Keywords: Vaccines, Global Health, Child health, Immunisation, Review


SUMMARY BOX.

  • Despite the accelerating rollout of the human papillomavirus (HPV) vaccine in low- and middle-income countries, vaccination coverage measurement is limited.

  • Evidence is sparse on key methodological considerations for surveying very young adolescents (VYAs), the age group that primarily receives the vaccine.

  • We identified four multi-country survey efforts with questions about HPV vaccination status, but there are currently no HPV vaccination coverage questions primarily administered to VYAs.

  • Depending on measurement goals and available resources, HPV vaccination coverage measurement among VYAs could be strengthened by expanding existing multi-country surveys to include adolescents younger than 15 or by developing new national surveys aimed at VYAs.

Introduction

The human papillomavirus (HPV) vaccine is effective in preventing HPV infection, the primary cause of cervical cancer. With around 350,000 annual deaths due to cervical cancer, mostly in low- and middle-income countries (LMICs),1 high levels of HPV vaccination coverage can greatly improve global health.2 3

The WHO recommends the HPV vaccine for girls 9–14 years old, which typically involves two or three doses but is also effective as a single dose.4 Among countries that have added the HPV vaccine to their national immunisation schedules, vaccine delivery strategies vary.5 6 School-based delivery is often used to reach adolescents, but some countries use health facilities as primary or supplementary delivery locations. Some countries have begun providing the HPV vaccine to boys, but settings with limited vaccine supply or infrastructure prioritise vaccinating girls. National programmes may target different ages within the 9- to 14-year age group, and some offer secondary prevention or catch-up vaccines for adults.

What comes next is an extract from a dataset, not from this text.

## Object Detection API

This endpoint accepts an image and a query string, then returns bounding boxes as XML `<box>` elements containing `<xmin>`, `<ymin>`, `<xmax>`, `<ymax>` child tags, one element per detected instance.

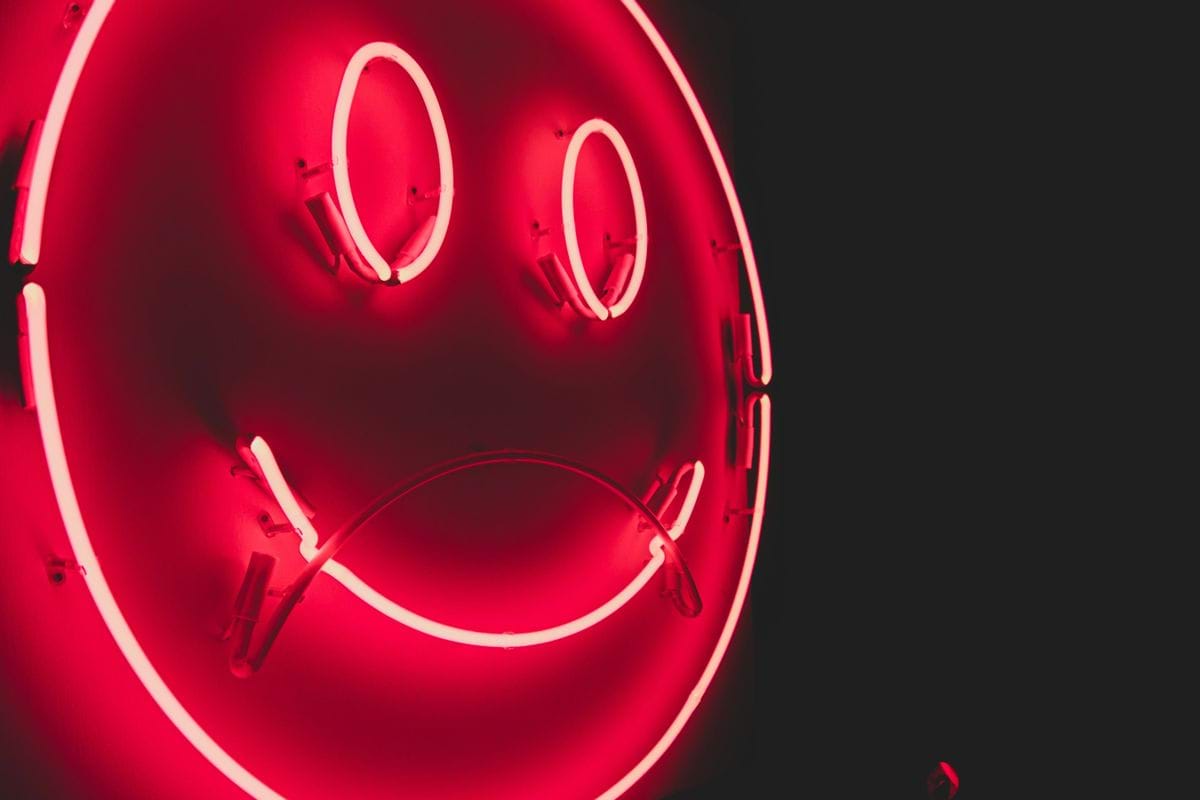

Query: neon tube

While the HPV vaccine has been available since 2006, its introduction in LMICs has lagged behind high-income countries (HICs). Within the first 10 years of the vaccine’s introduction, 80% of HICs introduced the HPV vaccine, but less than 20% of LMICs had done so.5 However, momentum has been increasing. In 2019, 17 new LMICs introduced the vaccine. Then, in 2020, WHO established a 2030 goal of fully vaccinating 90% of girls before age 15; at the time, only 13% of girls had received all vaccine doses before age 15.7 8 However, this target is becoming increasingly possible, with 33 additional countries introducing the vaccine between 2020 and 2023.7 Additionally, WHO recommendations for single-dose schedules have the potential to improve access and increase rates of full vaccination.9

With this accelerating global rollout, there is also a growing need to collect data on vaccination coverage to assess programme implementation, identify regions or countries that require additional vaccination programming, and more broadly, monitor adolescent health at the national and global levels. In fact, the Global Action for Measurement of Adolescent (GAMA) health initiative included HPV vaccination coverage as one of 47 important indicators of adolescent health.8 However, varied delivery settings and populations make it difficult to standardise measurement, adolescents pose different ethical and logistical data collection challenges than other age groups, and stigma around the HPV vaccine’s perceived connection with sexual activity can influence people’s willingness to share vaccination status.6 10 Most HPV vaccine coverage estimates in HICs rely on administrative data such as national immunisation registries, but administrative vaccine data in LMICs is often less reliable.11 WHO and UNICEF national coverage estimates rely on a combination of administrative and survey data, but these face quality and standardisation challenges and could be improved with more high-quality coverage surveys.5 Additional standardisation and documentation of current survey efforts are crucial for evaluating the success of the HPV vaccine roll-out, monitoring coverage rates and assessing targeted interventions.

In 2024, the Gates Foundation (hereafter, ‘the foundation’) funded our research team to conduct a landscape review of HPV vaccination coverage surveys of very young adolescents (VYAs)—those 10 to 14 years of age—in LMICs. Recognising the gap between the rapidly evolving HPV vaccine roll-out and lagging coverage data, the foundation was particularly interested in promising avenues to advance survey measurement efforts for this age group, which is often excluded from large-scale surveys but is the primary recipient of HPV vaccines.

To inform discussions on future directions for expanding HPV coverage measurement among VYAs, we summarise (1) methodological insights from the literature and experts in the field on promising practices and considerations to obtain more valid and reliable data on VYA HPV vaccination status, (2) the global landscape of existing HPV vaccination coverage surveys and (3) promising approaches to expand survey measurement of HPV vaccination coverage.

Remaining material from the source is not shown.